Research seminar: March 11, 2022


Measuring a movement: Transforming community health worker research and evaluation

The Community Health Worker (CHW) Common Indicators Project is transforming CHW science at the same time that Congress, the CDC, and other federal agencies are making historic investments in CHW programs nationwide.

In this presentation, leaders of the project will summarize the indicators and methods they are developing to understand how workforce policies shape community health worker practice and, thus, their pursuits of wellbeing and equity within the USA’s highly unequal socio-political system. They also highlight the project’s commitment to a radical form of collaboration with historically marginalized CHWs serving as leaders, joined by allied researchers and other public health professionals who deeply value CHW knowledge and practice.

March 11, 2022

Kenneth Maes, PhD is an associate professor of anthropology and director of the Applied Anthropology Graduate Program at Oregon State University. He has been a member of the Common Indicators Project leadership team since 2015. As a medical anthropologist, he is part of a diverse network of researchers in the US and around the world, and trains graduate students in mixed methods research in healthcare settings. As an ethnographer, he aims to carefully document the process and impacts of the Common Indicators Project. The purpose of the Community Health Worker (CHW) Common Indicators Project is to contribute to the integrity, sustainability, and viability of CHW programs.

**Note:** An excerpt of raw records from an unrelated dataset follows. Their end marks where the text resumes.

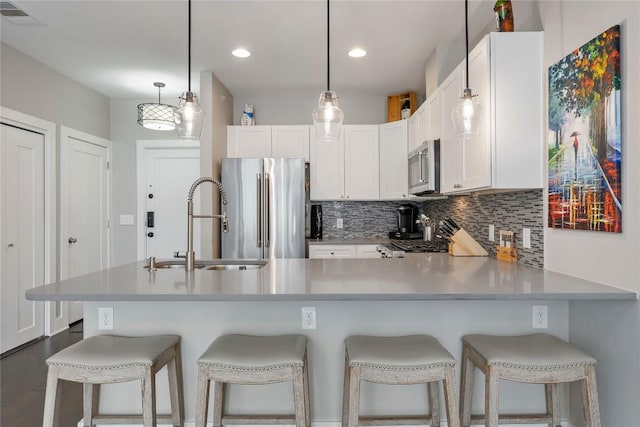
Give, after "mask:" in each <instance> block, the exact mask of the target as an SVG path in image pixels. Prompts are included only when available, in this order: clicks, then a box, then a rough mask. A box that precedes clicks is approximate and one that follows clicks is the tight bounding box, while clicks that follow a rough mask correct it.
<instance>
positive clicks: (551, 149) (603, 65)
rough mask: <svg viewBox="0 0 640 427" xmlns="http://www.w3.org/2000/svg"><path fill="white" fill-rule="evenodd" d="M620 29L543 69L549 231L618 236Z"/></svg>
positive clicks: (620, 192)
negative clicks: (599, 232)
mask: <svg viewBox="0 0 640 427" xmlns="http://www.w3.org/2000/svg"><path fill="white" fill-rule="evenodd" d="M620 91H621V88H620V26H619V25H616V26H613V27H611V28H609V29H608V30H606V31H605V32H603V33H602V34H600V35H598V36H597V37H595V38H594V39H593V40H591V41H589V42H588V43H586V44H584V45H583V46H581V47H580V48H578V49H576V50H574V51H573V52H571V54H569V55H567V56H566V57H564V58H563V59H561V60H560V61H558V62H557V63H555V64H554V65H552V66H551V67H549V129H548V142H547V148H548V152H549V158H548V159H549V164H548V166H549V167H548V171H549V177H548V179H549V194H548V198H549V199H548V200H549V215H548V224H549V227H552V228H562V229H575V230H593V231H605V232H613V233H620V232H621V231H622V176H621V172H622V171H621V163H622V147H621V135H620V132H621V126H620Z"/></svg>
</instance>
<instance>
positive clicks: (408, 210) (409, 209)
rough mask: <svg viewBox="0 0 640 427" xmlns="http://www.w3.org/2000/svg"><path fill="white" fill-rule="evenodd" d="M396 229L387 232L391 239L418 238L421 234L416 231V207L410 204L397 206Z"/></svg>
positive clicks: (416, 228)
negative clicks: (394, 229) (397, 227)
mask: <svg viewBox="0 0 640 427" xmlns="http://www.w3.org/2000/svg"><path fill="white" fill-rule="evenodd" d="M396 216H397V223H398V229H397V230H395V231H390V232H389V238H391V239H418V238H421V237H422V236H421V234H420V233H419V232H418V226H417V224H416V222H417V221H418V207H417V206H416V205H412V204H403V205H400V206H399V207H398V210H397V213H396Z"/></svg>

Keara Rodela is the Community and Public Health Programs Supervisor for the Immigrant and Refugee Community Organization (IRCO). She earned her MPH in Global Maternal Child Health from the School of Public Health and Tropical Medicine at Tulane University and holds a BS in Community Health Education from Portland State University. She participated in the 2nd We Are Health, Afro-centric Community Health Worker (CHW) Training.

Pennie Jewell is a Community Health Representative (CHR) for the Nottawaseppi Huron Band of the Potawatomi (NHBP) in Fulton, Michigan, where she has served the Tribal community for the last six years. She is also a Certified Child Passenger Safety Technician with an additional training in Special Needs Transportation. Pennie received her Associate Degree in Human Services from Kellogg Community College, and she is a current member of the Michigan Community Health Worker Alliance, National Association of Community Health Workers, and Rural Community Health Worker Network. Pennie has been a strong advocate for the use of CHW/CHRs during her time with NHBP and has spent almost her entire career involved in case management and advocacy.